The presentation material was the same as the November 23 meeting, which may be accessed via our November 27 Blog Article entitled “Proposed SOA SGCC New Agreement”.  Some of the more pertinent Homeowner questions/comments following the BOD presentation are summarized below (our apologies for any errors in our paraphrasing):

  • Question – The property deed from the Developer to the SGCC conveyed 900 acre feet of water rights to the SGCC.  However, the Letter of Intent (LOI) calls for purchase of approximately 400 acre feet, what happens with the other 500 acre feet?  Response – The BOD was not aware of the 900 acre feet reference, will look into it during the due diligence period.
  • Question – What is the Developer getting in exchange for letting go of his reverter rights under the current property deed to the SGCC (i.e., if the SGCC fails to operate as a golf course for 12 months, the SGCC land and water rights revert back to the Developer)?  Response  –  The Developer is not receiving any compensation or concessions from the SOA, either within or independent from of the proposed agreement.
  • Question  –  What type of title will the SOA receive from purchase of the SGCC real estate.  That is, will it be free from any conditional elements such as term limits or land use constraints?  Response – It is not expected that any conditional elements will apply.  That is, the land will be conveyed on a “fee simple ownership” basis. (Note: Under fee simple ownership the property owner is entitled to full enjoyment of the property, limited only by zoning laws, deed or subdivision restrictions or covenants).
  • Question  –  What will the SGCC do with the lump sum $2.75M received from the SOA?  Response  – What the SGCC does with the purchase money is their business, but it is expected some will be used to build a permanent club house.
  • Question  –  Will the BOD hire a qualified outside appraiser to assess the value of the proposed purchases?  Response  –  Yes, this is part of the due diligence process
  • Question  –  Has the BOD performed a cost/benefit and/or a return on investment analysis on the proposed agreement, if not, when and will this be made public?  Response  –  No such analysis has been performed to date.  However, there are many elements involved in the proposed agreement that will be addressed separately and how these may or may not lend themselves to such analysis (a lot of subjectivity here) will be part of the due diligence process.
  • Question  –  Will the homeowner vote be accomplished via ballots mailed to all unit owners?  Response  –  Yes, approval or disapproval requires a simple majority of all ballots cast as long as the 20% quorum requirement is achieved.

Additional questions may be submitted to the BOD via email to  These will be complied, posted and responded to on the website under the SOA FAQ section.

2 thoughts on “December 4th Presentation on SGCC Agreement

  1. At the meeting I asked: Question to Tony and Danielle: Have either of you read the titles that transferred the country club from SDC to SGCC INC? Danielle said no and Tony said yes.
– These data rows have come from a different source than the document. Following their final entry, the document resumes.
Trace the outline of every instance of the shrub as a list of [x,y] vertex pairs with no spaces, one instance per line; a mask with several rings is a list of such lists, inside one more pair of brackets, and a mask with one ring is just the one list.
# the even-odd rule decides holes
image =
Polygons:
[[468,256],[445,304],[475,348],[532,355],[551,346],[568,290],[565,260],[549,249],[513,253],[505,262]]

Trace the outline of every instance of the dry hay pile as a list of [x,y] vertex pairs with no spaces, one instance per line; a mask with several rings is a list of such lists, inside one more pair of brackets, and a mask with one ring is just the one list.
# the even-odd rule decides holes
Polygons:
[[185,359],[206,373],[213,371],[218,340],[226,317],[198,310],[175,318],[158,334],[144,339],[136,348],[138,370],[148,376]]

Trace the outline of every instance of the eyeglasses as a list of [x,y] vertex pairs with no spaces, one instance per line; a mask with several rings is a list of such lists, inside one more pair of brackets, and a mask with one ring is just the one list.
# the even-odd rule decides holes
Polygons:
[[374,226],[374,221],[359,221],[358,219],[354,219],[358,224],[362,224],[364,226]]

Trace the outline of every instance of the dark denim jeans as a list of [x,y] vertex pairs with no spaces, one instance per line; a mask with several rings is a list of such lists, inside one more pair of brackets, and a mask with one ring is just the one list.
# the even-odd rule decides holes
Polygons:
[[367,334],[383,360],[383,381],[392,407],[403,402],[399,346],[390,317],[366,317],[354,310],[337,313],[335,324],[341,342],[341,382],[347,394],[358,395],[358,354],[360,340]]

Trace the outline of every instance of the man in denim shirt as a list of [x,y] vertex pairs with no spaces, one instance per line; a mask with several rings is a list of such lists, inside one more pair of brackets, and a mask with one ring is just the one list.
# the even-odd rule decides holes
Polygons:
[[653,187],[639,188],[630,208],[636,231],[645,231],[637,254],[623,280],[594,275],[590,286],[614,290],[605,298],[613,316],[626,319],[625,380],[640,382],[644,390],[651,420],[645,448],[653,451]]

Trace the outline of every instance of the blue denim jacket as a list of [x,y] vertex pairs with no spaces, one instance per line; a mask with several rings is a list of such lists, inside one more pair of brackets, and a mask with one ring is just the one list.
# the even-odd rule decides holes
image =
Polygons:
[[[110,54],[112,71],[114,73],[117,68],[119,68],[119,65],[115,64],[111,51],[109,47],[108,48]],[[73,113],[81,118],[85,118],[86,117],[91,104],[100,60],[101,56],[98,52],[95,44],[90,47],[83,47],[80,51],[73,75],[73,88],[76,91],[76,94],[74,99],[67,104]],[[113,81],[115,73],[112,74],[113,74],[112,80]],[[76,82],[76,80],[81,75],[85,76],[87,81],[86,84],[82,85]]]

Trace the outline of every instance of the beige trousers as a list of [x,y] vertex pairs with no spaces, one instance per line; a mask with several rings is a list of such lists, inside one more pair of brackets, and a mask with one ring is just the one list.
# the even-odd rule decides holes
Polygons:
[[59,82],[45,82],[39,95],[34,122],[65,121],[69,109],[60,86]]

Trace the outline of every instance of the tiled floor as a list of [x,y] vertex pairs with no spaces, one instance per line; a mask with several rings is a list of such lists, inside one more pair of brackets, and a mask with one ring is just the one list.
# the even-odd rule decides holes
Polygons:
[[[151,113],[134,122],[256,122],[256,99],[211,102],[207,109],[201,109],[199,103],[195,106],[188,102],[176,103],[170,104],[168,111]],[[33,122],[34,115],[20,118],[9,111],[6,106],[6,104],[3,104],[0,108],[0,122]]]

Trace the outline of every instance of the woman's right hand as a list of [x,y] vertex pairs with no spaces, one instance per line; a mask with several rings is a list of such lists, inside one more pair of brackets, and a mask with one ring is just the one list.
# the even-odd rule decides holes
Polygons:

The quitclaim deed from SDC to SGCC LLC clearly states that 900..55 acre feet of water rights are included in the transfer.
    If Tony read the deeds, how could he say he was unaware of the 900.55 acre feet of water.

  2. If you read the deeds from SDC to SCC LLC and then to SCC Inc., you will see that one of the water rights being transferred was just an application with the state watermaster. This permit 78856 was for 723.97 Acre Feet of spring water, and was to be split 75% to SCC and 25% to SDC. The state only approved 72.4 AF, 54.3 AF to SCC and 18.1 SF to SDC. so that’s where the 500 or so AF of water went. If I were an SCC equity member, I’d be pretty pissed that the deal was +/- $2M leaner than they thought.